Analytics and Big Data in Pharma
Posted 17th September 2018 by Kieran Chambers
Drug discovery and development is a complex process that requires integration of multiple data points, experiments and calculated risk/benefit assumptions. It is therefore only natural that virtualization and big data analytics are a natural fit for implementations, expected to demonstrate significant cost-effective gains for the betterment of society, providing access to effective and safe medications.
We all know that technology and big data analytics are rapidly evolving to revolutionize virtually every aspect of our lives. Most parameters of relevance these days can be measured by wearables, implantables, and ingestibles. Technology, big data analytics and artificial intelligence are now demonstrated useful in health management and drug discovery and development. Patients and physicians progressively adopt the technology. Pharma is the next frontier of the digital revolution.
Digital Clinical Trials
The conduct of traditional clinical trials is relatively ineffective, incurring high costs and lacking productivity justifications. The transformation of clinical development process is contingent on pharma’s ability to execute patient-centric smart and virtualized trials.
- First and foremost: patient centricity. Sensors allow us to conduct clinical trials with significant fewer burdens to the patient. Most of the trial can be done remotely at the patient’s home and natural environment/routine. The reduction in number of trips a patient needs to make to the clinic/hospital, missing a day of work, troubling family members translates into better experiences with health management and better compliance to therapeutics.
- Virtualization is a means to objectively fill the data gap – over 98% of patient data is in fact missed and untracked during the conduct of regular trials, since the data is often collected at physician visits only. By utilizing sensors and continuously collecting data, pharmaceutical companies can eliminate this gap. Real-time, continuous data allows cancelling out food and mood effects, as well as other fluctuations, which render the data more robust.
- Using sensors and algorithms can potentially mitigate errors caused by the human factor of the medical assessment – these may include inconsistencies amongst physicians and subjective non- reliable self-reports of patients. These improvements can allow for more objective monitoring of disease progression, better measurements of clinical endpoints and help design more efficient drugs and therapies.
- Using advanced analytics can reveal the influencing factors on the dropout rate in clinical studies and contribute to increase in patient retention. Better site selection and smarter ways for recruitment can result in enrolling fewer patients, thus reducing study timelines and budget.
Advanced Analytics in Disease Management
The day-to-day management of disease is burdened by the active investment required to fill out questionnaires, take multiple prescription pills and monitor safety and progression parameters. Passive wearable and big data analytics technologies are ripe to provide effective alternatives at the comfort of people’s homes.
- The accepted clinical measurement of disease symptom severity is often based on subjective and potentially recall-distorted reports, as well as variable and semi objective observations by the clinician. The lack of measure continuity and objectivity generates biases in diagnosis, progression and state of disease, and adversely affects the prescribed treatment plan.

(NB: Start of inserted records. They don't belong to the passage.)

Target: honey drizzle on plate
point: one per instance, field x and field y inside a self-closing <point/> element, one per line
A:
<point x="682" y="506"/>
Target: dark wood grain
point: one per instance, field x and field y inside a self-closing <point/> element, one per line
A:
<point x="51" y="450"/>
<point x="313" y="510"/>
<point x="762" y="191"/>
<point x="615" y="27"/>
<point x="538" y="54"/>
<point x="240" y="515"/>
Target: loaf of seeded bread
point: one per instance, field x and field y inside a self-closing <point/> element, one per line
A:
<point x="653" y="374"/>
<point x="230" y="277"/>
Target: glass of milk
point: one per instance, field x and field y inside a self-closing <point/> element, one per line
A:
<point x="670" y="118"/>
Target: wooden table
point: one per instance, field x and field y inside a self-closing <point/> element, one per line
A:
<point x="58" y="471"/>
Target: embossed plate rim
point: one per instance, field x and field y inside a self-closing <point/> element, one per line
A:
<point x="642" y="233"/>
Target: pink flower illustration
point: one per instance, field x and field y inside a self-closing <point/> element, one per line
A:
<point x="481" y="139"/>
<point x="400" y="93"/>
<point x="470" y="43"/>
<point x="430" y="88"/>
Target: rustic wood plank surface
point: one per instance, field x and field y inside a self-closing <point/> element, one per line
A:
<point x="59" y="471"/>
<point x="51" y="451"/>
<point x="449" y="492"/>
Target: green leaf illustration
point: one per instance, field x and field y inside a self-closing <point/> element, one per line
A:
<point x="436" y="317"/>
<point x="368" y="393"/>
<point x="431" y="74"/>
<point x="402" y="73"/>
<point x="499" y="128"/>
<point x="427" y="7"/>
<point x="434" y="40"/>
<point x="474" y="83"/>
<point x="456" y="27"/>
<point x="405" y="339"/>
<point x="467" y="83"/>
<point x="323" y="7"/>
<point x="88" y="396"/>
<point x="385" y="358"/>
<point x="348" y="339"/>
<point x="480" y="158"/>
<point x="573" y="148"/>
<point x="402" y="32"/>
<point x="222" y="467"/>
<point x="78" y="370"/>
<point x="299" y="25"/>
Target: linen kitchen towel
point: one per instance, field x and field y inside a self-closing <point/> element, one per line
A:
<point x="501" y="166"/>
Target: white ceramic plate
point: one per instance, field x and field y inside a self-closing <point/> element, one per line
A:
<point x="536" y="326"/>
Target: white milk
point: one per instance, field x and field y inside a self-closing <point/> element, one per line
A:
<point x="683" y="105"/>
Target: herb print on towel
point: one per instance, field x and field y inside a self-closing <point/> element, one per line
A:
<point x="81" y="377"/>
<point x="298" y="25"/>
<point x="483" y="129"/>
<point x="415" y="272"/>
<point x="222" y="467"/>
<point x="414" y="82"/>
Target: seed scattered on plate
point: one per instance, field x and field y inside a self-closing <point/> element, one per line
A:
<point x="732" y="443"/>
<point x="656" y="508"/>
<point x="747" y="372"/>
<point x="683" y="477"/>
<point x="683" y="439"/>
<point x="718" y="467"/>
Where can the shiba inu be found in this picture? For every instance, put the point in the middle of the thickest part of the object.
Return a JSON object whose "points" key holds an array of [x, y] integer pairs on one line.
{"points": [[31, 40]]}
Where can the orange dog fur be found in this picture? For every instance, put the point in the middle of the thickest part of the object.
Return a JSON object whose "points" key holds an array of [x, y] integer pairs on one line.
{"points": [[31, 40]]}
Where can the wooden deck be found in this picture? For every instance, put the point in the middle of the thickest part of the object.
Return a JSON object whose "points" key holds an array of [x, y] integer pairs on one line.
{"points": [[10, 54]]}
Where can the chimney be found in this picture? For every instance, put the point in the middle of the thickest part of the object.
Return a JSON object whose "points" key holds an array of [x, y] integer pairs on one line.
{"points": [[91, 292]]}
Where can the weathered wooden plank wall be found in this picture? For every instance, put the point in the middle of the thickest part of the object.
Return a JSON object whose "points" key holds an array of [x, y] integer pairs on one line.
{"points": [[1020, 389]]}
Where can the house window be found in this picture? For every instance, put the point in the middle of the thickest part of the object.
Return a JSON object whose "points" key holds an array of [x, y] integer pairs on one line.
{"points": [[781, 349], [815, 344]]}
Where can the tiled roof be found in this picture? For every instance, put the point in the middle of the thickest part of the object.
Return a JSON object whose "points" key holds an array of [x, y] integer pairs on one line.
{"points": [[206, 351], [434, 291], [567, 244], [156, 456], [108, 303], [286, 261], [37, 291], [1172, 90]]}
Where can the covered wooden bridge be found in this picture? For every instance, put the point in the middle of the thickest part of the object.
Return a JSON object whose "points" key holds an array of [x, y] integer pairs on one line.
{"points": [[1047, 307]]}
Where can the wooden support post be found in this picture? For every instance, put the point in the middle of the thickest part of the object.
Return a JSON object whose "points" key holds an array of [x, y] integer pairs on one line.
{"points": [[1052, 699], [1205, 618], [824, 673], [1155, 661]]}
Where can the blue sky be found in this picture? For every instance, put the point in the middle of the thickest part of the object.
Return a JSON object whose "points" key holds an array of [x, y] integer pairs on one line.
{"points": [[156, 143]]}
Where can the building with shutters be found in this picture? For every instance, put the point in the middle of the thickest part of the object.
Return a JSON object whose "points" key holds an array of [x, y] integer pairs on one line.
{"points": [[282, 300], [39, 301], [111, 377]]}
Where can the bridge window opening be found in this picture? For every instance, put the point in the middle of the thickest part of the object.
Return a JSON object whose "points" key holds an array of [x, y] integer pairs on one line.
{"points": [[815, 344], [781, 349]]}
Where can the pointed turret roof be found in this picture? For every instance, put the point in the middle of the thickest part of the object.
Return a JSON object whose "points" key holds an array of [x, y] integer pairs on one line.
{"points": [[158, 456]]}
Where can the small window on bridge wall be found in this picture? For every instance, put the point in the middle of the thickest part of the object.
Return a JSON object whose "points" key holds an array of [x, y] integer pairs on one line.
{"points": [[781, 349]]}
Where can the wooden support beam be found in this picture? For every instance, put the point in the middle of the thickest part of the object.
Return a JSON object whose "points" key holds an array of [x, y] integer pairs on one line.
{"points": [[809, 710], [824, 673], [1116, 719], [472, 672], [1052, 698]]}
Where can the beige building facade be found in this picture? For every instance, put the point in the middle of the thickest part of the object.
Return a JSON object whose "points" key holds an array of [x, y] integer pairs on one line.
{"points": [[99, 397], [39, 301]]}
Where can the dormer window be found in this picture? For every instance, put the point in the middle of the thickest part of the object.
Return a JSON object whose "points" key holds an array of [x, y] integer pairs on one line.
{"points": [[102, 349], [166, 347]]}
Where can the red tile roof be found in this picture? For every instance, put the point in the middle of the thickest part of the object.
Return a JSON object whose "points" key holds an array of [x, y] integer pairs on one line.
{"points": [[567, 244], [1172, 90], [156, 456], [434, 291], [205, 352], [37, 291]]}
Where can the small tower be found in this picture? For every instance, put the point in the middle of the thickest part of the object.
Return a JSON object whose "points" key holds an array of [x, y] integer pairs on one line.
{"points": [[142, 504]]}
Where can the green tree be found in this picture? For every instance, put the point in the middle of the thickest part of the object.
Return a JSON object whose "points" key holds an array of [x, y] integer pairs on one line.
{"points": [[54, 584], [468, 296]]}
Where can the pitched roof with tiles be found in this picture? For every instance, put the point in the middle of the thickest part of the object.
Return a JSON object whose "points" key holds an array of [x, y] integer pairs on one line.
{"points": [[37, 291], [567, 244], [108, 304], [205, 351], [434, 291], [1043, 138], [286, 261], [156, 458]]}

- Long-term monitoring of disease parameters allows a system to detect and flag changes requiring intervention, thus improving the care patients are able to receive.
- Tools for continuous and objective monitoring can establish digital markers of disease progression.
- Application usage is expected to increase treatment adherence
To summarize, by applying machine learning to analyze vast amounts of data from different sources, computers can help us identify complex patterns and the slightest changes within them, without being explicitly told where to look for the relevant data. Instead of relying only on traditional predictors, such as family history and few blood lab parameters, machine learning evaluates dozens/hundreds of factors simultaneously to help physicians and drug developers identify risk factors and response predictors.
Pharmaceutical companies should aim to use analytics and big data to improve the health and wellness of people everywhere by pioneering the implementation of digitally enabled medicines, catering to people’s health needs throughout their lives.
Lena Granovsky is the Associate Director of Analytics and Big Data at Teva Pharmaceuticals.